The cellranger aggr pipeline generates output files that contain all of the data from the individual input jobs, aggregated into single output files, for convenient multi-sample analysis. The GEM well suffix of each barcode is updated to prevent barcode collisions, as described below.

Each output file produced by cellranger aggr follows the format described in the Understanding Output section of the documentation, but includes the union of all the relevant barcodes from each input jobs.

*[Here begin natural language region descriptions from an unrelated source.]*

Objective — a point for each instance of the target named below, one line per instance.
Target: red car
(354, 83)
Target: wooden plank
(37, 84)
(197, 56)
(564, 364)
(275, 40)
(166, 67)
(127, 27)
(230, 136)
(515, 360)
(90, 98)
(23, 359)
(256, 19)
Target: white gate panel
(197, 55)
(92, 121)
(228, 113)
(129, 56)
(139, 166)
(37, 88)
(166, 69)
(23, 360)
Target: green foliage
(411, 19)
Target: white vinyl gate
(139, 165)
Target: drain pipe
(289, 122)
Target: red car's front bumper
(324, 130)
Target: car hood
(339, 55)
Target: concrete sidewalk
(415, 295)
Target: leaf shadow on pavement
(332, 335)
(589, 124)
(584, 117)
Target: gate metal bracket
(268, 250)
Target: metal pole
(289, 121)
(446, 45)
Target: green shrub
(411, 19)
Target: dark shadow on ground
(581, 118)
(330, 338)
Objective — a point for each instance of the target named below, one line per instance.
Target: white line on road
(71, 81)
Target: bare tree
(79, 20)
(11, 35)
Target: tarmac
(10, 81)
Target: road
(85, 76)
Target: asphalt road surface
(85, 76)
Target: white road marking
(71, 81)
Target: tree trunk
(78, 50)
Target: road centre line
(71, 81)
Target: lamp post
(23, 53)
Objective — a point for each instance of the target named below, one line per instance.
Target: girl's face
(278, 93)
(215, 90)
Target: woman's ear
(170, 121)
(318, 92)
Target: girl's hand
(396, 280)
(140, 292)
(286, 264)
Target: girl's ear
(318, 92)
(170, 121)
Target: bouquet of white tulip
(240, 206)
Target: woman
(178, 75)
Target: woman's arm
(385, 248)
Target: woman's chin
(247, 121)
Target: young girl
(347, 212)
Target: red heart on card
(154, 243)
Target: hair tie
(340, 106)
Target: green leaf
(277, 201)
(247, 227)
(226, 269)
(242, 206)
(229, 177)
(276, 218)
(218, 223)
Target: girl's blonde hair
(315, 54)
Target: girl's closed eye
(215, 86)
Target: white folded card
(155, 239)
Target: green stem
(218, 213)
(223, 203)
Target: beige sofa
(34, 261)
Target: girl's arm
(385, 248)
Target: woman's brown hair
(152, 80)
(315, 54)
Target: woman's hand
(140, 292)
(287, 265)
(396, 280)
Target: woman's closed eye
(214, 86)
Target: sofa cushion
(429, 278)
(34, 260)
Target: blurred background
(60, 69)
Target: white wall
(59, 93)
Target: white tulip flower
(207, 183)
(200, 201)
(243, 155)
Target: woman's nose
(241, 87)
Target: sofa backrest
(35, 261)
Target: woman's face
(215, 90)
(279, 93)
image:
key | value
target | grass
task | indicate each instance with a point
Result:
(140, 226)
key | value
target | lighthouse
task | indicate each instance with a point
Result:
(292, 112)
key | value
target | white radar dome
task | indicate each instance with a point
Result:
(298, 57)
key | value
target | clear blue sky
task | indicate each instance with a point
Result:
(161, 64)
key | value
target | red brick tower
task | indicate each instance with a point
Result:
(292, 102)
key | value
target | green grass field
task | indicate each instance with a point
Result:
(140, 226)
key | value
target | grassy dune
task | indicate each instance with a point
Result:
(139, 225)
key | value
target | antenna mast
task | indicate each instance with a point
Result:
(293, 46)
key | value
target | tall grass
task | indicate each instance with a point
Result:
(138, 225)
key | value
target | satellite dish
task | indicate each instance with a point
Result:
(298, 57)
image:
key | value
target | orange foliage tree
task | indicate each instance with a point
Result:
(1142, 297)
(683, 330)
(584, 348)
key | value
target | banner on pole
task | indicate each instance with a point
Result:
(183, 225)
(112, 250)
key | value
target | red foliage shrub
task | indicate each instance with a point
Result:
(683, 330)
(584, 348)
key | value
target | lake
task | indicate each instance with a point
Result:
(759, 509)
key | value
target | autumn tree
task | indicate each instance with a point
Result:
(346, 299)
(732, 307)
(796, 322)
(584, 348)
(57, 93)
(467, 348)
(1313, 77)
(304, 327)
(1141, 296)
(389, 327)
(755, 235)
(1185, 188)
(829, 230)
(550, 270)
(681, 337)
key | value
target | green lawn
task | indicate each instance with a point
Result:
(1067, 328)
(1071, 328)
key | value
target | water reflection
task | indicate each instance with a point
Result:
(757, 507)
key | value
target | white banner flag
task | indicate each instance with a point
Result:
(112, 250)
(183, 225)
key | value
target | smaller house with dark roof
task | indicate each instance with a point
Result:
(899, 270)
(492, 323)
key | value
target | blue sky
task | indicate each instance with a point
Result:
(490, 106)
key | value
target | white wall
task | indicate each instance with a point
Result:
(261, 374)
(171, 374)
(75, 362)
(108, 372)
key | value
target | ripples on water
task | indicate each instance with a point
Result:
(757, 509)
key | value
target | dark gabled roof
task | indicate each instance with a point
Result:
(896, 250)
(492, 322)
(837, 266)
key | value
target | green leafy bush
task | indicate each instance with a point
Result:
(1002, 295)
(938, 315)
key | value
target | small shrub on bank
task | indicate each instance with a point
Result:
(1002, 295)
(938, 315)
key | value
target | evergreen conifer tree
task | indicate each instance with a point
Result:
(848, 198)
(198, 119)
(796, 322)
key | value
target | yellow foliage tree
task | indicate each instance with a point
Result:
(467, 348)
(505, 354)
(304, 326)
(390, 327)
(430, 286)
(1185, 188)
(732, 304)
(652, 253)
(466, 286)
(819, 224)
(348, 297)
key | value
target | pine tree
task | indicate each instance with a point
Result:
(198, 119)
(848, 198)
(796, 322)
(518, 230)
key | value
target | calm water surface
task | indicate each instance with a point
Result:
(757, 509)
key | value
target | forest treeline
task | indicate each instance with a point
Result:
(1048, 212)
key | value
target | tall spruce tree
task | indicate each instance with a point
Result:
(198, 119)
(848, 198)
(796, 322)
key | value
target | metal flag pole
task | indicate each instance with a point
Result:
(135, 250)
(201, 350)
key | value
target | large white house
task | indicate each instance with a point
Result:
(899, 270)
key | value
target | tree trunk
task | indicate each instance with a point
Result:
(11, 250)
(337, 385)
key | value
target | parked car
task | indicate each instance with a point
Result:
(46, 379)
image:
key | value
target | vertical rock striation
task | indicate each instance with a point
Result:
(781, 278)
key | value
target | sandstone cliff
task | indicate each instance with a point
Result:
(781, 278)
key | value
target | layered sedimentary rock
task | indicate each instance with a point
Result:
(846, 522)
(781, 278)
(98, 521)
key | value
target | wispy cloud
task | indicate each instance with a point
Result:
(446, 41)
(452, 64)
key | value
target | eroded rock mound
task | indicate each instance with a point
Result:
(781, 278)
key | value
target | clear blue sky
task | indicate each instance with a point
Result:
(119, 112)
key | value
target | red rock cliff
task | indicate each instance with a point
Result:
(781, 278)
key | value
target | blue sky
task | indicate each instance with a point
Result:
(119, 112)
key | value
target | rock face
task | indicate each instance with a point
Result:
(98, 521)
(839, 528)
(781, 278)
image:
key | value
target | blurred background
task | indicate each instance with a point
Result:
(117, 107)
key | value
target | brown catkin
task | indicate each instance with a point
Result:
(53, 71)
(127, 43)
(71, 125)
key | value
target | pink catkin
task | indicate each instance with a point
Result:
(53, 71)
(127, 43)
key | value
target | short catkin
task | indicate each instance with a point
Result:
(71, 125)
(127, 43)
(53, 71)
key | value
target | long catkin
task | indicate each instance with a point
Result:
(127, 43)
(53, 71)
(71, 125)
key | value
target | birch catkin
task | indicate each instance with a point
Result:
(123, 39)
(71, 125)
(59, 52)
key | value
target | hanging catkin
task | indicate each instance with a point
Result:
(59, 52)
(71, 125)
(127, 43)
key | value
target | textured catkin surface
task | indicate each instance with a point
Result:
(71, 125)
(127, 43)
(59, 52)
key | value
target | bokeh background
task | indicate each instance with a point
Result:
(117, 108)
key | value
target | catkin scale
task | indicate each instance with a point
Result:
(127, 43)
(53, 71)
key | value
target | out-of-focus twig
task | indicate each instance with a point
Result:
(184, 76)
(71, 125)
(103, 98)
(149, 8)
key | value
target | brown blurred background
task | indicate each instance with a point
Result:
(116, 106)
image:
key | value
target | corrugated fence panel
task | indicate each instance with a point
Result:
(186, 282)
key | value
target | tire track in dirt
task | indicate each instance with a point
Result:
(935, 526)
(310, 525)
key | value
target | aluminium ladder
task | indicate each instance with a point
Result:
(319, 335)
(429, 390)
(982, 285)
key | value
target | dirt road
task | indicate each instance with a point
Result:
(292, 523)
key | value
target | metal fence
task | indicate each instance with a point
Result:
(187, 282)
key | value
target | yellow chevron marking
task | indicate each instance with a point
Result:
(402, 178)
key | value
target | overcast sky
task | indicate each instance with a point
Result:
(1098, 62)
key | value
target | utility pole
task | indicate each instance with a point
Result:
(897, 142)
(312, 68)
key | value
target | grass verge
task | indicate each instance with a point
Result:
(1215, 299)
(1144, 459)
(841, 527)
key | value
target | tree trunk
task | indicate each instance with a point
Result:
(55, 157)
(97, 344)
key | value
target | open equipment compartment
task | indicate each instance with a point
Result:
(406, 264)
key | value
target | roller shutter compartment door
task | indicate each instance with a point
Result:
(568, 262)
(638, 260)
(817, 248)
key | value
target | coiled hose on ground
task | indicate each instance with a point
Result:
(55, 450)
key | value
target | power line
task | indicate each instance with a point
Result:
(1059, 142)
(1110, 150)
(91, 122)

A successful run should conclude with a message similar to this:

Outputs:
- Aggregation metrics summary HTML:         /home/jdoe/runs/AGG123/outs/web_summary.html
- Aggregation metrics summary JSON:         /home/jdoe/runs/AGG123/outs/summary.json
- Secondary analysis output CSV:            /home/jdoe/runs/AGG123/outs/analysis
- Filtered feature-barcode matrices MEX:    /home/jdoe/runs/AGG123/outs/filtered_feature_bc_matrix
- Filtered feature-barcode matrices HDF5:   /home/jdoe/runs/AGG123/outs/filtered_feature_bc_matrix.h5
- Unfiltered feature-barcode matrices MEX:  /home/jdoe/runs/AGG123/outs/raw_feature_bc_matrix
- Unfiltered feature-barcode matrices HDF5: /home/jdoe/runs/AGG123/outs/raw_feature_bc_matrix.h5
- Copy of the input aggregation CSV:        /home/jdoe/runs/AGG123/outs/aggregation.csv
- Loupe Browser file:                       /home/jdoe/runs/AGG123/outs/cloupe.cloupe

Pipestance completed successfully!


Once cellranger aggr has successfully completed, you can browse the resulting summary HTML file in any supported web browser, open the .cloupe file in Loupe Browser, or refer to the Understanding Output section to explore the data by hand. For machine-readable versions of the summary metrics, refer to the cellranger aggr section of the Summary Metrics page.

# Understanding GEM Wells

Each GEM well is a physically distinct set of GEM partitions, but draws barcode sequences randomly from the pool of valid barcodes, known as the barcode whitelist. To keep the barcodes unique when aggregating multiple libraries, we append a small integer identifying the GEM well to the barcode nucleotide sequence, and use that nucleotide sequence plus ID as the unique identifier in the feature-barcode matrix. For example, AGACCATTGAGACTTA-1 and AGACCATTGAGACTTA-2 are distinct cell barcodes from different GEM wells, despite having the same barcode nucleotide sequence.

This number, which tells us which GEM well this barcode sequence came from, is called the GEM well suffix. The numbering of the GEM wells will reflect the order that the GEM wells were provided in the Aggregation CSV.